24. Bunun yanında başvurucu, işyerinden emekli olarak ayrılan
diğer işçilere ek ödeme yapıldığını, buna ilişkin delillerini dava dosyasına
sunduğunu, bu delillerin Mahkeme tarafından dikkate alınmadığını iddia etmiş
ise de başvuru formundabu konuda herhangi bir bilgi
ya da belge sunulmadığı, soyut nitelikte ileri sürülen bu iddiaların da
yargılamanın sonucuna yönelik iddialar kapsamında değerlendirilmesi gerektiği
anlaşılmıştır.
25. Açıklanan nedenle başvurunun bu kısmının, diğer kabul
edilebilirlik koşulları yönünden incelenmeksizin açıkça dayanaktan yoksun olması
nedeniyle kabul edilemez olduğuna karar verilmesi gerekmektedir.
C. Makul Sürede Yargılanma Hakkının İhlal
Edildiğine İlişkin İddia
26.Başvurucu, makul sürede yargılanma hakkının ihlal edildiğini
ileri sürmüştür.
27. Medeni hak ve yükümlülüklere ilişkin olan iş mahkemeleri
nezdinde açılan davalarda yargılama süresi tespit edilirken sürenin başlangıç
tarihi olarak uyuşmazlığı karara bağlayacak davanın açıldığı tarih; sürenin
sona erdiği tarih olarak yargılamanın sona erdiği (Nesrin Kılıç, B. No: 2013/772, 7/11/2013, § 69), yargılaması
devam eden davalar yönünden ise Anayasa Mahkemesinin makul sürede yargılanma
hakkının ihlal edildiğine ilişkin şikâyetle ilgili kararını verdiği tarih esas
alınır (Mehmet Salih Ayyıldız, B.
No: 2012/397, 17/11/2014, § 25).
28. İş mahkemeleri nezdinde görülen davalarda yargılama
süresinin makul olup olmadığı değerlendirilirken yargılamanın karmaşıklığı ve
kaç dereceli olduğu, tarafların ve ilgili makamların yargılama sürecindeki
tutumu ve başvurucunun yargılamanın süratle sonuçlandırılmasındaki menfaatinin
niteliği gibi hususlar dikkate alınır (Nesrin
Kılıç, § 58).
29. Anılan ilkeler ve Anayasa Mahkemesinin benzer başvurularda
verdiği kararlar dikkate alındığında somut olayda Üsküdar 3. İş Mahkemesinde
(İstanbul Anadolu 10. İş Mahkemesi) 17/2/2010 tarihinde açılan işçilik alacağı
davasında, Mahkemenin 11/4/2012 tarihinde davayı kısmen kabul ettiği, temyiz
üzerine Yargıtay 22. Hukuk Dairesinin 8/3/2013 tarihli kararıyla hükmün
bozulduğu, bozma ilamına uyan Mahkemece 20/6/2013 tarihinde davanın
reddedildiği ve kararın Yargıtay 9. Hukuk Dairesinin 3/12/2013 tarihli kararıyla
onandığı anlaşılmıştır.

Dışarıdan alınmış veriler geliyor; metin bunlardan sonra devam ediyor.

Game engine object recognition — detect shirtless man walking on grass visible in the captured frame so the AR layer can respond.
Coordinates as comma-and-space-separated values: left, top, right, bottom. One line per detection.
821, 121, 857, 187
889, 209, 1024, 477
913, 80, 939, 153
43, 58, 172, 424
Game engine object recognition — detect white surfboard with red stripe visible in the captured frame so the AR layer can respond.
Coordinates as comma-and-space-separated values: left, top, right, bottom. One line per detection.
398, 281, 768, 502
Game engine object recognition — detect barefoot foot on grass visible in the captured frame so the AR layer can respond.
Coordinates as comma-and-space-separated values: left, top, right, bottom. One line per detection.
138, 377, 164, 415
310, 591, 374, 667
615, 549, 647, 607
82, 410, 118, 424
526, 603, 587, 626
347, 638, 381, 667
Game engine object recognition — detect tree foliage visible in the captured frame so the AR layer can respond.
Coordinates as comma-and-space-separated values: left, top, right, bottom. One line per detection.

Anılan ilkeler ve Anayasa Mahkemesinin benzer
başvurularda verdiği kararlar dikkate alındığında somut olayda yaklaşık 3 yıl
10aylık yargılama süresinin makul olduğu sonucuna varmak gerekir.

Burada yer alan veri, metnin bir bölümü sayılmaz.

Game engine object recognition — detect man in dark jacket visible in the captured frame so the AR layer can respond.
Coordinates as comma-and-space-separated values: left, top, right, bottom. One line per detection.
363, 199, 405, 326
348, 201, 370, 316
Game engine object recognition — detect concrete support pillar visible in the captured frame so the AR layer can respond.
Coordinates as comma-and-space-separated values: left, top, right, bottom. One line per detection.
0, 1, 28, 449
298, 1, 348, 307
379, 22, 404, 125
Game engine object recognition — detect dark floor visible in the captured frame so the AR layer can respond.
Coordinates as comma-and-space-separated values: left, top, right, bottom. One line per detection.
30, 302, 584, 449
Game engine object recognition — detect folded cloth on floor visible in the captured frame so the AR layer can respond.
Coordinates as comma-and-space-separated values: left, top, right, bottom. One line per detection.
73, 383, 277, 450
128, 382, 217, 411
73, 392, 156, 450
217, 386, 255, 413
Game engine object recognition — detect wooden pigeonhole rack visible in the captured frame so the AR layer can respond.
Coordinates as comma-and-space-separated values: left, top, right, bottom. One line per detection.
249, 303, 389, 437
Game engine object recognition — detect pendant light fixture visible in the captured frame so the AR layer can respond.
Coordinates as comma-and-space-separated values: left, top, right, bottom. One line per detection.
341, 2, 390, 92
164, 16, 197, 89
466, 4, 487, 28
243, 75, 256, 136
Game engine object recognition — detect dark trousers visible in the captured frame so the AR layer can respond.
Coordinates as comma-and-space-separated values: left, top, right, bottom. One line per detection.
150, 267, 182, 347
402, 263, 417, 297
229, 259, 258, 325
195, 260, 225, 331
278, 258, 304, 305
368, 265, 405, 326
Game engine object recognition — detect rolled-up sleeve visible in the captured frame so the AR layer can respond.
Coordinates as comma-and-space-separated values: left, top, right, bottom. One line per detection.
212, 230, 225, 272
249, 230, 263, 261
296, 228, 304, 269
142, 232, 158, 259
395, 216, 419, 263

30. Açıklanan gerekçeyle başvurunun bu kısmının, diğer kabul
edilebilirlik koşulları açısından incelenmeksizin açıkça dayanaktan yoksun olması nedeniyle kabul edilemez
olduğuna karar verilmesi gerekir.
V. HÜKÜM
Açıklanan gerekçelerle;
A. Başvurunun açıkça
dayanaktan yoksun olması nedeniyle KABUL EDİLEMEZ OLDUĞUNA,
B. Yargılama giderlerinin başvurucu üzerinde BIRAKILMASINA
19/4/2017 tarihinde OYBİRLİĞİYLE karar verildi.